Past exam questions, worked
Real questions from past NESA papers on this dot point, with our answer explainer.
2024 HSC8 marksAnalyse the determinants of health inequities experienced by Aboriginal and Torres Strait Islander peoples in Australia and assess the role of governments in addressing these inequities.Show worked answer →
An 8-mark analyse-and-assess answer needs determinants categorised with examples and an explicit judgment on government effectiveness.
- Nature and extent
- Indigenous life expectancy is 7-8 years lower (males), 6-7 years (females). Infant mortality roughly double. Diabetes, chronic kidney disease, rheumatic heart disease at multiples of non-Indigenous rates (AIHW Closing the Gap 2024).
- Sociocultural
- Family and community connection are protective; weakened by historical dispossession and the Stolen Generations. Cultural connection to country is protective; identity loss is a risk factor.
- Socioeconomic
- Unemployment is 2-3x the non-Indigenous rate. Median household income is significantly lower. Year 12 completion has narrowed but not closed.
- Environmental
- Overcrowding in remote communities drives infectious disease (rheumatic heart disease, trachoma). Remote communities are hours from a hospital; ACCHOs partially fill the gap.
Government roles.
- Closing the Gap (refreshed 2020) has 17 targets. Reports show progress on smoking and child mortality, worsening on suicide and child protection.
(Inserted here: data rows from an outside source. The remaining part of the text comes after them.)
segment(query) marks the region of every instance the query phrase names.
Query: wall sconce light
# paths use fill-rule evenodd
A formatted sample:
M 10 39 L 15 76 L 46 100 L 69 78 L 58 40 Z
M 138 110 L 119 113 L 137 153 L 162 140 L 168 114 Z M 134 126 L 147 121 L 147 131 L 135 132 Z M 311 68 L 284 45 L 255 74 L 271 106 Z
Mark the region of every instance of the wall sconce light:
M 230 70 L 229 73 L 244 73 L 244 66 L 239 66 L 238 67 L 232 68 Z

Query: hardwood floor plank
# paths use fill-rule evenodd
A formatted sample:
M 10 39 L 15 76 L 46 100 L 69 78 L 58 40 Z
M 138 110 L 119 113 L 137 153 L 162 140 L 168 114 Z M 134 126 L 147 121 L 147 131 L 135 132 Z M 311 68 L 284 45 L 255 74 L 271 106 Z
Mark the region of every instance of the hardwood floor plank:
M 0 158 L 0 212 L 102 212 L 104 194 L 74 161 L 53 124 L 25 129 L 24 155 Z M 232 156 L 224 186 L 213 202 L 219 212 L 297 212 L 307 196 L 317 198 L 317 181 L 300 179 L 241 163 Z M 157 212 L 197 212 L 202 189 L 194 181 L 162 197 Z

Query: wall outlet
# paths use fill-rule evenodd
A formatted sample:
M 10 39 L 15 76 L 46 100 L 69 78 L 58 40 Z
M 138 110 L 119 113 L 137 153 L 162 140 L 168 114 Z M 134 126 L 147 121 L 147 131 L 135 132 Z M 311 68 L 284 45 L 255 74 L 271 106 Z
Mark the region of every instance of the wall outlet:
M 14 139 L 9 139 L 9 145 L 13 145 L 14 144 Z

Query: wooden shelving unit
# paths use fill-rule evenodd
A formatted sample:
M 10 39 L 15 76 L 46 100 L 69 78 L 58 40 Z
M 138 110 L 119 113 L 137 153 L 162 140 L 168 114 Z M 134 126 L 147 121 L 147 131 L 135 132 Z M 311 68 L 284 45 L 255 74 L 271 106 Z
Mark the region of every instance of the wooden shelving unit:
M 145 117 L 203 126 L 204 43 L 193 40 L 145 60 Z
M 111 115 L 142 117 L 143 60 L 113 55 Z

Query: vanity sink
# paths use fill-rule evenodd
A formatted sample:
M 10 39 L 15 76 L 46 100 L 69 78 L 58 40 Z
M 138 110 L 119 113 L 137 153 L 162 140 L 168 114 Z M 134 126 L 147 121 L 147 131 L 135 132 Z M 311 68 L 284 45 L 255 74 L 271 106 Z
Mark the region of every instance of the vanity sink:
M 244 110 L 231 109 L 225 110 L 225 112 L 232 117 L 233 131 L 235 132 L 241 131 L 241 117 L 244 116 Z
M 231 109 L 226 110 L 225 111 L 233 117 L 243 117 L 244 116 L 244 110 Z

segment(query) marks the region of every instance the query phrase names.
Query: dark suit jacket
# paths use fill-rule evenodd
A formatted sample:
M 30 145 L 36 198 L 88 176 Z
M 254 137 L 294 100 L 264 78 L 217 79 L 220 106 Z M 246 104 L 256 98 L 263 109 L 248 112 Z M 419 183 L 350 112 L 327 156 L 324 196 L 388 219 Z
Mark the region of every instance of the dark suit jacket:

- Indigenous Australians' Health Programme directs roughly $1.4 billion to ACCHOs and primary care.
- Medicare 715 health check for free preventive screening.
Judgment. Partial effectiveness. Specific gaps have closed (child mortality, smoking, Year 12) but the life-expectancy gap persists. Indigenous-led programs (ACCHOs) consistently outperform mainstream delivery, suggesting government works best when it funds rather than delivers.
Markers reward (1) determinant categorisation, (2) specific Australian data, (3) named programs, (4) explicit judgment.